Com tudo isto, tive uma crise de claustrofobia como nunca tinha tido na minha vida, até porque, felizmente, não sofro de claustrofobia. Mas também pode ter sido pânico. Estava um calor infernal e o ar condicionado geral ainda não tinha começado a funcionar. Com aquela gente toda em cima de mim e o avião tão pequeno, parecia que queria respirar e não podia. Comecei a suar, a suar e pensei que me ía dar uma coisa. Estava quase a gritar, descontrolada, quando me lembrei de abrir o ar por cima de mim e fi-lo no momento certo. Mais um segundo e tinha sido uma bronca.

 

Bom, o avião arrancou e finalmente preparava-me para dar início à minha leitura, quando percebi que não ía ser possível. O indivíduo à minha direita, junto à janela, como o vôo era de baixa altitude e se via a paisagem lá por baixo, estava deliciado e fez a viagem toda com o pescoço virado a 90 graus à direita e o rosto colado ao vidro da janela, o que me tirava toda a luz. Azar… ainda fiz uma cara feia, mas ele sorria de uma ponta a outra, com os lábios cerrados e percebi que não havia nada a fazer.

 

Entretanto, veio uma “aeromoça” perguntar o que queríamos tomar. Pedi uma coca-cola sem gelo e a senhora do meu lado esquerdo pediu um chá com gelo. Isto, depois de muitas tentativas por parte da hospedeira, porque ela não sabia o que pedir. Encolhia os ombros e sorria, só isso.

 

A confusão tinha abrandado um pouco, mas continuava muita agitação e eu não perdia a esperança de ver um galo ou uma galinha pulando no meio do corredor ou um caipira puxar do garrafão e meter à boca uma cachacinha.

 

Entretanto, dá-se um episódio completamente insólito.
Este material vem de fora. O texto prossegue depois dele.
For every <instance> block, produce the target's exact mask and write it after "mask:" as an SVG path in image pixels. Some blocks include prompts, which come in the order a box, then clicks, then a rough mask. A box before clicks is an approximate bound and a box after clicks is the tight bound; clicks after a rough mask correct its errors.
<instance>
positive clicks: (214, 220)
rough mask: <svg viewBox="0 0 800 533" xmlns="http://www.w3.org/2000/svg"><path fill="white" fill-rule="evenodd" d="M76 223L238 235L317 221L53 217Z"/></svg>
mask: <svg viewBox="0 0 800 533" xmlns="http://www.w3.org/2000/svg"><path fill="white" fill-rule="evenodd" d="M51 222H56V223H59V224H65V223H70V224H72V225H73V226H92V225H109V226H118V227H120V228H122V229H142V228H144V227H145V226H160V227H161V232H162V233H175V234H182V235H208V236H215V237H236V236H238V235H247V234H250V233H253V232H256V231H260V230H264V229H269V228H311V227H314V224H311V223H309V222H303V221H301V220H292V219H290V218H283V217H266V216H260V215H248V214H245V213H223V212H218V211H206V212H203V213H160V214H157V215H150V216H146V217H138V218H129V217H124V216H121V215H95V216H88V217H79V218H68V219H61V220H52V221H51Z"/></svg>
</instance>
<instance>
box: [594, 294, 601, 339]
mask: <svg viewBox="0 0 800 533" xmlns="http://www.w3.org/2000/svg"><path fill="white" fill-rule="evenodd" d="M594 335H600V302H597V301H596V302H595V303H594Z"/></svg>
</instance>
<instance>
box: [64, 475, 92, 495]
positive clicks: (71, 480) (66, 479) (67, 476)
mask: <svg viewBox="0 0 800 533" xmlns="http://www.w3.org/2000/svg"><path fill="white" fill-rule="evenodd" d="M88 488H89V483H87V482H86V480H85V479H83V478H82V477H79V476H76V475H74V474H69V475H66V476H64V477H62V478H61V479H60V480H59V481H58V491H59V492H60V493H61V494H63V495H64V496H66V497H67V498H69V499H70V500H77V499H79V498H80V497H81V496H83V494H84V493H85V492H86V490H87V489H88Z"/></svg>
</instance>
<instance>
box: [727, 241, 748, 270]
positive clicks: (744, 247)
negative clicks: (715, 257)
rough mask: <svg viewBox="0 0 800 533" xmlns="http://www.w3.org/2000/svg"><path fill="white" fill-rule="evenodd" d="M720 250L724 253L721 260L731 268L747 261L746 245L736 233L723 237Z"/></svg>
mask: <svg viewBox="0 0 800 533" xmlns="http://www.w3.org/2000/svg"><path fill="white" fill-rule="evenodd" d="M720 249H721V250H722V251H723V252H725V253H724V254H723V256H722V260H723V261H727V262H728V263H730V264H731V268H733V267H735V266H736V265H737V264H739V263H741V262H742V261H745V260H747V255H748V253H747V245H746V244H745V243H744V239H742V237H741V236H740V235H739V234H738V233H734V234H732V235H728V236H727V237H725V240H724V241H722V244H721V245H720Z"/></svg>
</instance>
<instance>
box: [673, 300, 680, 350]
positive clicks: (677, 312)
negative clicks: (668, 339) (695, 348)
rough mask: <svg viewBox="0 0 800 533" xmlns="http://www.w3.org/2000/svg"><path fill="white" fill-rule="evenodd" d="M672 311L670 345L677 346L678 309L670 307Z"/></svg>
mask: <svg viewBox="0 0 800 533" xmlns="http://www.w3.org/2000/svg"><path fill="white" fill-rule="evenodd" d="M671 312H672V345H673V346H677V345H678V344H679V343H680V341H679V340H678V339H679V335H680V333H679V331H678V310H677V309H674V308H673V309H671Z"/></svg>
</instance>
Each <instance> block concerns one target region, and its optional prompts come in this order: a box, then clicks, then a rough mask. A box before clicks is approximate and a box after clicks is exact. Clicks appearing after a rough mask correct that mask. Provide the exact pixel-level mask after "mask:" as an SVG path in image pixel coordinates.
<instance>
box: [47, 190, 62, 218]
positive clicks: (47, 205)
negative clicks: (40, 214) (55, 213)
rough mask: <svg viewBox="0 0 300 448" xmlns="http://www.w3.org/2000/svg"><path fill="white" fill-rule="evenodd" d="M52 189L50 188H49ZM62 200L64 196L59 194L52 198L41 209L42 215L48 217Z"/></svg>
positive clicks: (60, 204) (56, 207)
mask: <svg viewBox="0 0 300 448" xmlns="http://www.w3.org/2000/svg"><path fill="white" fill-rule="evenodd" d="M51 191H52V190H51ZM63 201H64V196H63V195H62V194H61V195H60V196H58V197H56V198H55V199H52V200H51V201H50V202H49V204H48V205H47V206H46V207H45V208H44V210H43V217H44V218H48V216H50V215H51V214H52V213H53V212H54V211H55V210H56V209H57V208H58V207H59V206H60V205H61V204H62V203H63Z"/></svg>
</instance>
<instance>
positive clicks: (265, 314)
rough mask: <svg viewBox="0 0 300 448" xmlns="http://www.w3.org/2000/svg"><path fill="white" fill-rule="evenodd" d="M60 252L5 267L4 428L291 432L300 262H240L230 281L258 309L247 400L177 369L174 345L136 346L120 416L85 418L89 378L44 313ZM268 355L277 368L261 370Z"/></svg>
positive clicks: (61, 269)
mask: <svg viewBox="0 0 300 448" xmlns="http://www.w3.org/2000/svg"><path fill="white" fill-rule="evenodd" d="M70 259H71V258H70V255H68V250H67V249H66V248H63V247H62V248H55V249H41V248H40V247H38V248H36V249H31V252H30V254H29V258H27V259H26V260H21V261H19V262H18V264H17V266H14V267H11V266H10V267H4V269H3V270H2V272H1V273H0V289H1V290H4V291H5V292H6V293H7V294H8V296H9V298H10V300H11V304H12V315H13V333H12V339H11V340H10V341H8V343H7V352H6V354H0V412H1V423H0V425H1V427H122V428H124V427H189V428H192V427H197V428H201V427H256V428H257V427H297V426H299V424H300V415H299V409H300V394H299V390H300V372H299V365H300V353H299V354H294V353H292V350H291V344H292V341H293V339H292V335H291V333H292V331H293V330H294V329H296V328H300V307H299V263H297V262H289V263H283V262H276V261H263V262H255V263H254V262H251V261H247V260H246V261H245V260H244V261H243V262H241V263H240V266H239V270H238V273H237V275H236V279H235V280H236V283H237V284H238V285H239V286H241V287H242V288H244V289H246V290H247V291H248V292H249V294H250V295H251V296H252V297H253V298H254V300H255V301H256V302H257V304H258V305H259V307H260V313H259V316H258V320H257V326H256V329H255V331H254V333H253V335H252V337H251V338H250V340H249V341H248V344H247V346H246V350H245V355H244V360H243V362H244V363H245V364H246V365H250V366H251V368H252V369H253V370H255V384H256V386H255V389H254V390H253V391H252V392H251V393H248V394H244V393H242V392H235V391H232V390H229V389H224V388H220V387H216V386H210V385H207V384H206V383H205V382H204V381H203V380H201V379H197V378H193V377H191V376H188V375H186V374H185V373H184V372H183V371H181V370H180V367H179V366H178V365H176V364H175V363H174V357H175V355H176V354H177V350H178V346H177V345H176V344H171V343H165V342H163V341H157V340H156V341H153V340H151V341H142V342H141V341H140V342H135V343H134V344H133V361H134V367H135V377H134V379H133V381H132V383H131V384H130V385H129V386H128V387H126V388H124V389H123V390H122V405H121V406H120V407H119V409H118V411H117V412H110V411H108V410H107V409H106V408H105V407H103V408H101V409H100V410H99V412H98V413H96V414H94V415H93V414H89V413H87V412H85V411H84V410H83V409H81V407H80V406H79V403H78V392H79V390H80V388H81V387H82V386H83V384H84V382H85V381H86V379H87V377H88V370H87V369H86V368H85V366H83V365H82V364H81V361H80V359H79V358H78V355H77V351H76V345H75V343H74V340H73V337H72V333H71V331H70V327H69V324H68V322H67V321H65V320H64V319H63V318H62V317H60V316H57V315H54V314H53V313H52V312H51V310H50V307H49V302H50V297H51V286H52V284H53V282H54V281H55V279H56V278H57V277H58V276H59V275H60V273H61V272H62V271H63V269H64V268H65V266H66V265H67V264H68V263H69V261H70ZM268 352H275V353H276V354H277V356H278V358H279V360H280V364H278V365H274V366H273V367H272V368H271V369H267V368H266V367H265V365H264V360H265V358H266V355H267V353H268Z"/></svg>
Um passageiro deficiente precisou de ir ao WC. Até aqui tudo bem. Vieram duas hospedeiras que transportaram o senhor até à porta do WC e depois o transferiram para a sanita. Como o avião era muito pequeno aquilo era tudo ali à nossa frente. O povo todo se levantou para “espreitar”… eu nem queria acreditar no que os meus olhos viam. Veio uma outra hospedeira que mandou sentar toda a gente e correu um cortinado de um lado ao outro, o que era a coisa certa. Ainda assim, houve quem abrisse o cortinado para ver o senhor deficiente a fazer xixi!? É inacreditável uma coisa desta natureza. Eu estava passada.

 

Tudo voltou ao normal e lá veio uma hospedeira trazendo as bebidas. Quando chegou a vez da minha fila ela perguntou para quem era a coca-cola e antes que eu tivesse tempo de responder, a senhora do meu lado esquerdo respondeu que era dela. Pensei que talvez ela tivesse mudado à última hora e eu não me tivesse apercebido e antes que a bebida fugisse tomou logo um gole. Mas não, claro que não. Quando a hospedeira me vinha dar o chá eu disse “desculpe, coca-cola”. Então a hospedeira percebeu imediatamente que tinha havido uma troca e apressou-se a substituir o chá pela coca-cola que eu tinha pedido. Aí aconteceu outra cena inesquecível. A senhora caipira, na sua doce e ingénua inocência, com toda a calma deste mundo, disse “ai disculpi, eu menganei”, mas isto foi o de menos. Isto era natural. O que não era natural é o que se segue. Depois de já ter tomado um ou dois goles, não sei, muito solícita e delicadamente, vem devolver-me a coca porque era minha(!?)...

 

 

E viva o nordeste! Viva o Brasil, que eu amo de paixão.